Herumkullern auf der Drehmomentwoge

Wie sich das anfühlt ist, wie oben angedeutet, eine Frage der Auslegung. Doch im Alltag zeigt sich – wenig überraschend – das modernere Konzept nur wenig im Vorteil. Im Stadverkehr kullert man für gewöhnlich mit Drehzahlen um die 3000/min herum, was beim Drehmoment zu Gleichstand führt, weil der Karl zwar eine höhere Kraft aufbieten kann, die aber erst bei 4500/min anliegt, während der Corsa 1.0 sein Maximum bereits um die 2800/min versammelt. Es ist darob umso erstaunlicher, wie früh der Karl den Fahrer um einen höheren Gang bittet: bei verhaltener Beschleunigung bereits ab etwa 1300/min. Das Gefühl meldet nach einer ausgiebigen Runde Stadtverkehr sonst keinen weiteren Unterschied. Ähnlich verhält es sich bei zielgruppenüblicher Benutzung auf der Landstraße. Die höhere Leistung kann der Karl eigentlich erst auf der Autobahn ausspielen, wo er 170 km/h erreicht, während dem 1.0 12V schon bei 150 km/h die Puste ausgeht. Aber auch dort nur theoretisch, denn wer brennt mit solchen Autos schneller als Richtgeschwindigkeit, gleichbedeutend mit Vollgas, über die Bahn?

Gefühlt ist man mit Karls künstlich dynamisierender Auslegung auf der Landstraße schneller unterwegs, weil das Fahrwerk aus einer hinteren Torsionslenkerachse und vorderen Querlenkern mit Feder-Dämpferbein recht straff ist. Komfort können die Kleinstwagen-Konkurrenten VW Up (Seat Mii, Skoda Citigo) oder Citroën C1 (Peugeot 108, Toyota Aygo) besser.
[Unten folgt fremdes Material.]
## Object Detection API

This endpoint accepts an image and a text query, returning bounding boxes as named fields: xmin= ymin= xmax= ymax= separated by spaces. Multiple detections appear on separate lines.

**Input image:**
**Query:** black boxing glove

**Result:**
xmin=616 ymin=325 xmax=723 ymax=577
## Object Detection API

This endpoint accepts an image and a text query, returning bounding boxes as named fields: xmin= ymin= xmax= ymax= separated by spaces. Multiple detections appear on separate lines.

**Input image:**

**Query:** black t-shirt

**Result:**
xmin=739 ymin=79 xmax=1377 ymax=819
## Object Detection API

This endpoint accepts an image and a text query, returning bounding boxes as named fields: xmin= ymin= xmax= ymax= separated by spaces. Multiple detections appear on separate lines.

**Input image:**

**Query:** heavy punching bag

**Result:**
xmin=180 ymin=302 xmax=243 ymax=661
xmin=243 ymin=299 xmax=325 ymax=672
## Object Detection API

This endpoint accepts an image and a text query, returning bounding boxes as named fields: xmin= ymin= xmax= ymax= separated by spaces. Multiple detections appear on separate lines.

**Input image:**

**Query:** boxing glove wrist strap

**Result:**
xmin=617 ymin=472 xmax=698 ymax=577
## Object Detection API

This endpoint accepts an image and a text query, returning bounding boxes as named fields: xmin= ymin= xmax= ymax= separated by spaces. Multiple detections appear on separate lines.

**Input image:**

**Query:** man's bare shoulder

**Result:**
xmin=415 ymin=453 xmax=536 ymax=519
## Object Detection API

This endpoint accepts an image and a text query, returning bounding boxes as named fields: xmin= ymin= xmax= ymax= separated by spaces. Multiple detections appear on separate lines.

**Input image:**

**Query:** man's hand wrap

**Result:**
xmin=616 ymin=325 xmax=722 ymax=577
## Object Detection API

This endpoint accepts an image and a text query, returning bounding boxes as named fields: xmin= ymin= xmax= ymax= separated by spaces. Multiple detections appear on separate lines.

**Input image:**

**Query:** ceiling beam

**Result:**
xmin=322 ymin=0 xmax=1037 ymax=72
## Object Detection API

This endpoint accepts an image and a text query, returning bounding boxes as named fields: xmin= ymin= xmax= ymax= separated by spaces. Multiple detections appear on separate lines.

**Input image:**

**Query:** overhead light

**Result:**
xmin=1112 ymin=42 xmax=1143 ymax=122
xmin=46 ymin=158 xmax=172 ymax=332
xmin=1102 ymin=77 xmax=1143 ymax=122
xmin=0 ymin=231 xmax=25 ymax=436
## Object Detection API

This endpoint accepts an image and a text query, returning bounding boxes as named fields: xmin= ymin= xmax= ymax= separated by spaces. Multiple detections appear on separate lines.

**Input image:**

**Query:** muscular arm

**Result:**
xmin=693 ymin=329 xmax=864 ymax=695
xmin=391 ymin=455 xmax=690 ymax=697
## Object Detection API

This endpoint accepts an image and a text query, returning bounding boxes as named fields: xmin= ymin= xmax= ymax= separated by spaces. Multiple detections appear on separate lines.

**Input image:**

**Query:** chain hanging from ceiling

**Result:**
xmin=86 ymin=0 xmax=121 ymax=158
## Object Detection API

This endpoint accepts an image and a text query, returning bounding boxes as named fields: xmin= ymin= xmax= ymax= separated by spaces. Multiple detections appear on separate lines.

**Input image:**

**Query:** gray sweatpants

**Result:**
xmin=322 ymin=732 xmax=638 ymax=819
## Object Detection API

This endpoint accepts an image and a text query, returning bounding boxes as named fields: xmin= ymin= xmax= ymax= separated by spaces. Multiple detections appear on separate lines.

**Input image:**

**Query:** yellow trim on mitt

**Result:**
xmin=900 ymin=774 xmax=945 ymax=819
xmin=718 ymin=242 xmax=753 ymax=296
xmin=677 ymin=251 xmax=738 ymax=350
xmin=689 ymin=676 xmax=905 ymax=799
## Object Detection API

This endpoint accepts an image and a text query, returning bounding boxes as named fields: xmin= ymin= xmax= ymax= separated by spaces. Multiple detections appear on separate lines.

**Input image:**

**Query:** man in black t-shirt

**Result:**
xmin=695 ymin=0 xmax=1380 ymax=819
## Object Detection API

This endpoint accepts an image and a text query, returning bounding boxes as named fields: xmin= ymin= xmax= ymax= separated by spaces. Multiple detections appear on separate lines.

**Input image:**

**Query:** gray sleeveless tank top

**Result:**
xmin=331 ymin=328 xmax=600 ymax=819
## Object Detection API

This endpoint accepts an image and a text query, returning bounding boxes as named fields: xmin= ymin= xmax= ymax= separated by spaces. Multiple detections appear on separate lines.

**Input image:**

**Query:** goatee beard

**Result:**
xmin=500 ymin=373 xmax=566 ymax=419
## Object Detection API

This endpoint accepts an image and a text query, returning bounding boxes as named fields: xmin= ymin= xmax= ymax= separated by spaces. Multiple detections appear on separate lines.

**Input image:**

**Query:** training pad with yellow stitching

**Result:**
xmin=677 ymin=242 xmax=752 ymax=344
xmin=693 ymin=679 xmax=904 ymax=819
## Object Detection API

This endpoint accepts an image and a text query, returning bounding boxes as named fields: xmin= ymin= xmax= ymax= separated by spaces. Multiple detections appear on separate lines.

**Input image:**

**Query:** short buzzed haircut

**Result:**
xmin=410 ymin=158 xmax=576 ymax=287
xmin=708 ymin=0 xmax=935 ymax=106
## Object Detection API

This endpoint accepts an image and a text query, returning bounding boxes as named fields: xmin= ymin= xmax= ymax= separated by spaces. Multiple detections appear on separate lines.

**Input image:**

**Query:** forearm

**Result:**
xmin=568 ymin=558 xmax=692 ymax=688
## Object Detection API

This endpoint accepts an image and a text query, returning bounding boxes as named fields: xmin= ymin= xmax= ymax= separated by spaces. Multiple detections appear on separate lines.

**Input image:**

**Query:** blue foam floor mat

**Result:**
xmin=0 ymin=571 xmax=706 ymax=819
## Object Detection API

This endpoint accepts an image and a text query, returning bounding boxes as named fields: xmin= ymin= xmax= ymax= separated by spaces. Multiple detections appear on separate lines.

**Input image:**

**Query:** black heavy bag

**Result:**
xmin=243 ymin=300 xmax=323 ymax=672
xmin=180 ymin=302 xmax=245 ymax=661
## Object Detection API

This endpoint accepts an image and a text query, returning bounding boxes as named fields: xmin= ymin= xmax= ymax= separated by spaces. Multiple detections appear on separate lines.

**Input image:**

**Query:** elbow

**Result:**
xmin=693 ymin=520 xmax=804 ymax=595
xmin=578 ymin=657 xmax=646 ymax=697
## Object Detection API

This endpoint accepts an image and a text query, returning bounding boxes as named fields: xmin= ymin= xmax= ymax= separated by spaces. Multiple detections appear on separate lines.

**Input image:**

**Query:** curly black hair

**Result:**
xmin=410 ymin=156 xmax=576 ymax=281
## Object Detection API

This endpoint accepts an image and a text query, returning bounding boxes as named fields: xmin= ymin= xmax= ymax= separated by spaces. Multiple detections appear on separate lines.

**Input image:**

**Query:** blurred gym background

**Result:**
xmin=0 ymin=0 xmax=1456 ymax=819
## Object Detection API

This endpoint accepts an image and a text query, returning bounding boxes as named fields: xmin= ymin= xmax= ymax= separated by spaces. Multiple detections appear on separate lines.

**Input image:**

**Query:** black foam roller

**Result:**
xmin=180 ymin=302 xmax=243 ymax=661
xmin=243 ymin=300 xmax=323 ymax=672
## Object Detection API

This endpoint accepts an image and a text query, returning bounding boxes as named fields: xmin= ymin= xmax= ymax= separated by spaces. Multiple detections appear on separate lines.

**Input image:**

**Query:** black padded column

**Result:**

Leider ist auch viel mehr Leben in Karls leichtgängiger Lenkung, jedenfalls mit den modischen, sinnlos breiten Niederquerschnittsreifen in der Dimension 195/45 R 16. Die Serienbereifung in 165/65 R 14 dürfte spürbare Vorteile beim Handling und im Abrollkomfort, sicher auch bei Lärmentwicklung und Verbrauch bieten. Preislich sowieso.